Her support for the most despised of women was at the heart of her life’s work. She ‘made no distinction between “respectable” and “fallen” women’, identifying with those whose bodies were subject to abuse by men, the men who had forced them on to the streets in the first place and/or abused them whilst they were there, and the doctors who enforced surgical treatments to control them.
Her father John Grey was a strong advocate of social reform and a campaigner against the slave trade; his cousin was Earl Grey, British Prime Minister between 1830 and 1834.
Josephine married George Butler in 1852. He was an academic with similar political views to her own. Josephine and her husband were active in social causes and opponents of slavery anywhere in the world. They were also well known sympathizers with the Union cause of the American Civil War. They had 4 children; however in 1863, their six year old daughter died. In an attempt to cope with her grief, Butler threw herself into charity work, particularly related to the rights of women.
In 1869, Butler began her campaign against the Contagious Diseases Acts. These had been introduced in the 1860s in an attempt to reduce venereal disease in the armed forces. Police were permitted to arrest women living in seaports and military towns who they believed were prostitutes and force them to be examined for venereal disease. The Contagious Diseases Act – which Josephine referred to as “surgical rape” – meant that a police officer could accuse any woman of prostitution and turn them over to a group of government backed medical workers who would perform an intrusive examination upon the woman and confine her for a period of three months to “quarantine” her. This became a way of intimidating and abusing women on the streets of London and a simple accusation by a police officer–no matter their honesty or integrity–annihilated the reputation of the woman and left her untouchable within polite British society.

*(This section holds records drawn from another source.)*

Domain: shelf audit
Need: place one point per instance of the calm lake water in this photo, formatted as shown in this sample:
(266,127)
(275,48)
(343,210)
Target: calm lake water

Josephine fought for the repeal of these laws because of the abuse it assisted and the victimization it spread among women who were already victims. Josephine could not understand how a society could be so ostensibly Christian yet simply reject women who were in critical need of help. Josephine had learned to love these women and had become their benefactor–a voice to the voiceless. She was slandered and physically assaulted by Christians and non-Christians alike but her faith bade her remain the friend of the victim and the oppressed. She rejected any morality that appeared built upon a double standard of sexual justice.
Butler toured the country making speeches condemning the acts. Many people were shocked that a woman would speak in public about sexual matters. But in 1883 the acts were suspended and repealed three years later.
Amongst the issues on which she campaigned was child prostitution. She was part of a group which forced parliament to raise the age of consent from 13 to 16.
Butler also took a great interest in women’s education. She pressured the authorities at Cambridge University into providing further education courses for women, which eventually led to the foundation of the all-women college at Newnham. She was appointed president to the North of England Council for the Higher Education of Women in 1867.
There have been a number of books about her, and the Church of England commemorates her, appropriately enough, in prayer on a dedicated day in the church calendar. The University of Durham has named a College after her, and there’s a Josephine Butler Primary Campus also in Northumberland, her birthplace. But still, we should know more, we should celebrate this truly remarkable woman. As her most recent biographer wrote, ‘her achievements had lasting impact. Her name deserves to be remembered by all who value women’s struggles to improve their lives’. The volume both justifies that claim, and explains why she is so much less well-known than her contemporary, Florence Nightingale, for example.
Because Josephine Butler, whilst epitomising many of the virtues expected of Victorian womanhood (piety, purity, motherhood and devotion to her husband), also broke all the rules. She went into places where respectable women should never venture, precisely because that was where she found the women she spent her life defending and supporting. Not only that but she spoke in public about their plight, about the abuses of the system which forced internal examinations – ‘steel rape’ – on suspected prostitutes in order to protect their male clients from disease, and the inequalities which trapped so many women in situations where prostitution might seem their only option. A contemporary journalist described her as ‘an indecent maenad, a shrieking sister, frenzied, unsexed, and utterly without shame’.
Josephine was driven by her convictions to go on, despite the cost to her family, to her health, to her reputation, because she believed utterly in her crusade. She saw not only the immediate injustices but the underlying systemic ones that allowed these abuses to continue – the separate spheres for men and women which kept so many women ignorant and denied them a voice, the lack of educational opportunities, of voting rights, of rights for married women. Josephine was part of all of those campaigns – all of the movements which laid the foundations for the legislative and cultural changes which swept through the twentieth century.